Atom | Position | Site occupancy | x | y | z | Biso [Å2] | |
x = 0 | Bi(1)/Cu(1) | 96g | 0.125/0.041 | 0.5076(7) | 0.5076(7) | 0.4709(9) | 0.10(9) |
Sb(2)/Cu(2) | 16c | 0.75/0.25 | 0 | 0 | 0 | 0.10(5) | |
O1 | 48f | 1 | 0.3243(9) | 1/8 | 1/8 | 1.7(3) | |
O2 | 32e | 1/4 | 0.346(3) | 0.346(3) | 0.346(3) | 1.7(3) | |
x = 0.75 | Bi(1)/Cu(1) | 96g | 0.125/0.041 | 0.5101(7) | 0.5101(7) | 0.4705(9) | 0.10(9) |
Sb(2)/Nb(2)/Cu(2) | 16c | 0.375/0.375/0.25 | 0 | 0 | 0 | 0.60(9) | |
O1 | 48f | 1 | 0.3239(8) | 1/8 | 1/8 | 1.4(3) | |
O2 | 32e | 1/4 | 0.342(1) | 0.342(1) | 0.342(1) | 1.4(3) | |
x = 1.5 | Bi(1)/Cu(1) | 96g | 0.125/0.041 | 0.5140(9) | 0.5140(9) | 0.4697(9) | 0.90(9) |
Nb(2)/Cu(2) | 16c | 0.75/0.25 | 0 | 0 | 0 | 0.10(4) | |
O1 | 48f | 1 | 0.3154(6) | 1/8 | 1/8 | 1.4(3) | |
O2 | 32e | 1/4 | 0.354(3) | 0.354(3) | 0.354(3) | 1.4(3) |
3.2 Magnetic susceptibility
Magnetic data obtained for the compounds indicate that the samples were overall paramagnetic in nature, with an effective moment of 1.74(5) and 1.70(3) μB for the copper in compounds Bi1.5Sb1.5CuO7 and Bi1.5Nb1.5CuO7. The inverse susceptibility versus temperature data for the Bi1.5Nb1.5CuO7 show upward curvature at the lowest temperatures and at high temperatures deviate somewhat from a linear Curie–Weiss behavior (regions between 200 and 300 K). The observed effective magnetic moments (μeff/mol Cu), calculated from the slopes of the Curie–Weiss fits indicates the “2 + ” oxidation state of the copper. The temperature dependence of the magnetic susceptibility and its inverse are shown in Fig. 5. The copper oxidation state confirm the pyrochlore formula (1.5–1.5–1-7 compound), since bismuth has a “3 + ” and niobium and antimony [29] have a “5 + ” oxidation state.

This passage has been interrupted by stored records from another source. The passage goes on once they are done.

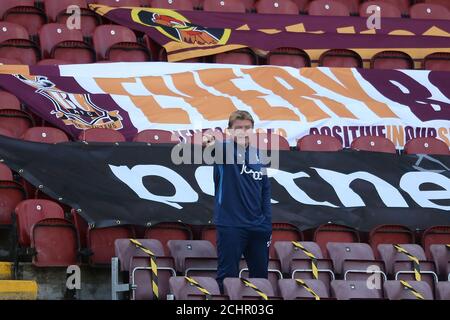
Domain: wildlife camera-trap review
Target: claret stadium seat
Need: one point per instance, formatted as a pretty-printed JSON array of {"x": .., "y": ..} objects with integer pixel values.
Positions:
[
  {"x": 15, "y": 44},
  {"x": 374, "y": 144},
  {"x": 224, "y": 6},
  {"x": 45, "y": 135},
  {"x": 427, "y": 145},
  {"x": 429, "y": 11},
  {"x": 57, "y": 12},
  {"x": 118, "y": 43},
  {"x": 276, "y": 7},
  {"x": 101, "y": 135},
  {"x": 185, "y": 5},
  {"x": 59, "y": 42},
  {"x": 328, "y": 8},
  {"x": 407, "y": 290},
  {"x": 386, "y": 9},
  {"x": 318, "y": 142}
]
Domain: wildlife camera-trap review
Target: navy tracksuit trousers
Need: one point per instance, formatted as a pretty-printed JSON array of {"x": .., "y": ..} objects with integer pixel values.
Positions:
[{"x": 233, "y": 242}]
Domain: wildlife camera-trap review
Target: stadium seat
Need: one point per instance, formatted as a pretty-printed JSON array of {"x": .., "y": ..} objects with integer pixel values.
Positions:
[
  {"x": 444, "y": 3},
  {"x": 386, "y": 9},
  {"x": 118, "y": 43},
  {"x": 284, "y": 232},
  {"x": 319, "y": 142},
  {"x": 208, "y": 233},
  {"x": 237, "y": 290},
  {"x": 443, "y": 290},
  {"x": 100, "y": 243},
  {"x": 192, "y": 249},
  {"x": 15, "y": 44},
  {"x": 391, "y": 60},
  {"x": 440, "y": 255},
  {"x": 348, "y": 290},
  {"x": 426, "y": 146},
  {"x": 435, "y": 235},
  {"x": 276, "y": 7},
  {"x": 185, "y": 5},
  {"x": 156, "y": 136},
  {"x": 352, "y": 261},
  {"x": 23, "y": 12},
  {"x": 57, "y": 12},
  {"x": 402, "y": 5},
  {"x": 6, "y": 61},
  {"x": 289, "y": 57},
  {"x": 401, "y": 266},
  {"x": 224, "y": 6},
  {"x": 429, "y": 11},
  {"x": 328, "y": 8},
  {"x": 141, "y": 277},
  {"x": 273, "y": 141},
  {"x": 340, "y": 58},
  {"x": 389, "y": 234},
  {"x": 9, "y": 101},
  {"x": 11, "y": 194},
  {"x": 182, "y": 289},
  {"x": 120, "y": 3},
  {"x": 291, "y": 289},
  {"x": 169, "y": 231},
  {"x": 397, "y": 290},
  {"x": 438, "y": 61},
  {"x": 15, "y": 121},
  {"x": 101, "y": 135},
  {"x": 51, "y": 62},
  {"x": 239, "y": 56},
  {"x": 373, "y": 144},
  {"x": 30, "y": 212},
  {"x": 352, "y": 5},
  {"x": 58, "y": 42},
  {"x": 45, "y": 135},
  {"x": 334, "y": 233},
  {"x": 54, "y": 243}
]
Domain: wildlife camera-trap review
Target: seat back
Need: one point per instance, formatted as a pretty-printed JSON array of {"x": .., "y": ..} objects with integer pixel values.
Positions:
[
  {"x": 124, "y": 249},
  {"x": 45, "y": 135},
  {"x": 374, "y": 143},
  {"x": 426, "y": 146},
  {"x": 318, "y": 142},
  {"x": 31, "y": 211},
  {"x": 394, "y": 290},
  {"x": 182, "y": 249},
  {"x": 55, "y": 242},
  {"x": 347, "y": 290}
]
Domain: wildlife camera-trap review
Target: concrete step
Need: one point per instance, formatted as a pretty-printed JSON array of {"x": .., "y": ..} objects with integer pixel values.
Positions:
[
  {"x": 18, "y": 290},
  {"x": 6, "y": 270}
]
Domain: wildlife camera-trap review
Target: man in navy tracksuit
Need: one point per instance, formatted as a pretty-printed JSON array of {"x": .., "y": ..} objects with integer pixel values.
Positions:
[{"x": 242, "y": 212}]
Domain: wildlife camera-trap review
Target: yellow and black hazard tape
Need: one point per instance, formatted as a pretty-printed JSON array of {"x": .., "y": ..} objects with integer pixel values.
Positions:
[
  {"x": 255, "y": 288},
  {"x": 309, "y": 254},
  {"x": 153, "y": 266},
  {"x": 409, "y": 287},
  {"x": 414, "y": 259},
  {"x": 199, "y": 287},
  {"x": 308, "y": 288}
]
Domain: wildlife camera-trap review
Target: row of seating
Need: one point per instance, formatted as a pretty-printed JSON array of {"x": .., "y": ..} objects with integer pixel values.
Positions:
[
  {"x": 33, "y": 15},
  {"x": 113, "y": 43},
  {"x": 293, "y": 259},
  {"x": 297, "y": 289},
  {"x": 314, "y": 142}
]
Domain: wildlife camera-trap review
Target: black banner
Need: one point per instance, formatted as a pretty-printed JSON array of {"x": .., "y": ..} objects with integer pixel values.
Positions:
[{"x": 134, "y": 183}]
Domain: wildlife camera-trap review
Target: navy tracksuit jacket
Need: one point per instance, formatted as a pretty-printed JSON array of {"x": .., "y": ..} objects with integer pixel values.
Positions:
[{"x": 242, "y": 211}]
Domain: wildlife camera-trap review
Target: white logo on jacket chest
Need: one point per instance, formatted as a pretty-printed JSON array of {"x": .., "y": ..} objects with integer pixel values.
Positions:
[{"x": 256, "y": 175}]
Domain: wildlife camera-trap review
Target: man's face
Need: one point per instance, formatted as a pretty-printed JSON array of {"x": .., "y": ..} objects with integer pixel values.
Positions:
[{"x": 241, "y": 130}]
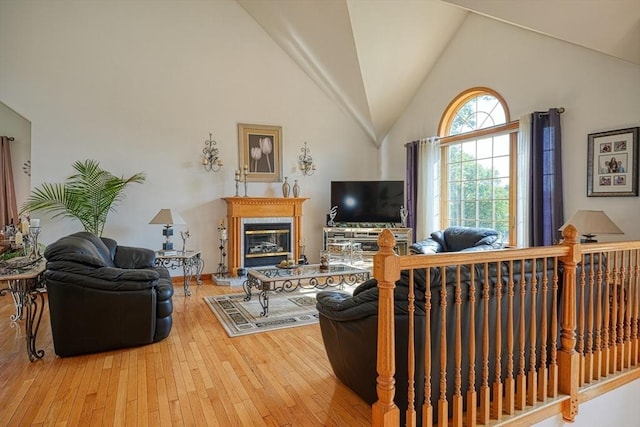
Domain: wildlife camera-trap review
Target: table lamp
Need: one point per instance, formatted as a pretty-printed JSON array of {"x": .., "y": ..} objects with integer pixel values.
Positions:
[
  {"x": 168, "y": 219},
  {"x": 589, "y": 223}
]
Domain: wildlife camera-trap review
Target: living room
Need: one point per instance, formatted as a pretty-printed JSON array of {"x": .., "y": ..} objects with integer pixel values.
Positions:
[{"x": 139, "y": 86}]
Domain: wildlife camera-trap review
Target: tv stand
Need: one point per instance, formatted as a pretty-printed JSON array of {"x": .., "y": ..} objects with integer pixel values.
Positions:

3.3 Electrical characterization
Fig. 6 shows the temperature dependence of the total conductivity of Bi1.5Sb1.5–xNbxCuO7 ceramics, obtained from AC electrical measurements and impedance plots over the temperature range between 300 and 800 K in the air. Clearly, the total conductivity of Bi1.5Sb1.5–xNbxCuO7 ceramics gradually increases with increasing temperature from 300 to 800 K. The temperature dependence of the total conductivity of Bi1.5Sb1.5–xNbxCuO7 ceramics can be described by the Arrhenius equation, σ T = σ0 exp (–E/kB T) where σ, T, σ0, E, and kB are the total conductivity, absolute temperature, pre-exponential factor, activation energy and Boltzmann constant, respectively. The total conductivity data follow a linear behavior, which confirms that the electrical conductivity process is thermally activated. The activation energy for the total conductivity of Bi1.5Sb1.5–xNbxCuO7 ceramics slightly decrease with increasing the niobium content. The activation energies were determined as 0.45, 0.42 and 0.41 eV for the samples doped with x = 0, 0.5 and 1, respectively. The decrease in the activation energy is the result of an increasing in the conductivity with increasing the Nb content, and reflects the impurity level shift toward the conduction or valence band by increasing the number of sharing electrons or holes. All compounds are considered as semi-conductors.
4 Conclusion
A new pyrochlore solid solution with formula Bi1.5Sb1.5–xNbxCuO7 was synthesized by solid-state reaction at 1000 °C. All samples had a single cubic pyrochlore structure of Bi1.5Sb1.5–xNbxCuO7 with space group (No. 227). The lattice constant increased linearly with increasing niobium concentration. Rietveld refinements confirmed an overall B2O6·A2O′ cubic pyrochlore structure with Cu cations on both A and B sites. Magnetic characterization measurements confirmed a “+2” oxidation state of the copper cation. Electric measurements at high temperature revealed an increase in the electrical conductivity, with a decrease in the activation energy. Our synthesized compounds are considered as semi-conductors.
Acknowledgment
This work was supported by PNR 2011 (Projet national de recherche) of MESRS-Algeria with the collaboration of CRISMAT Laboratory.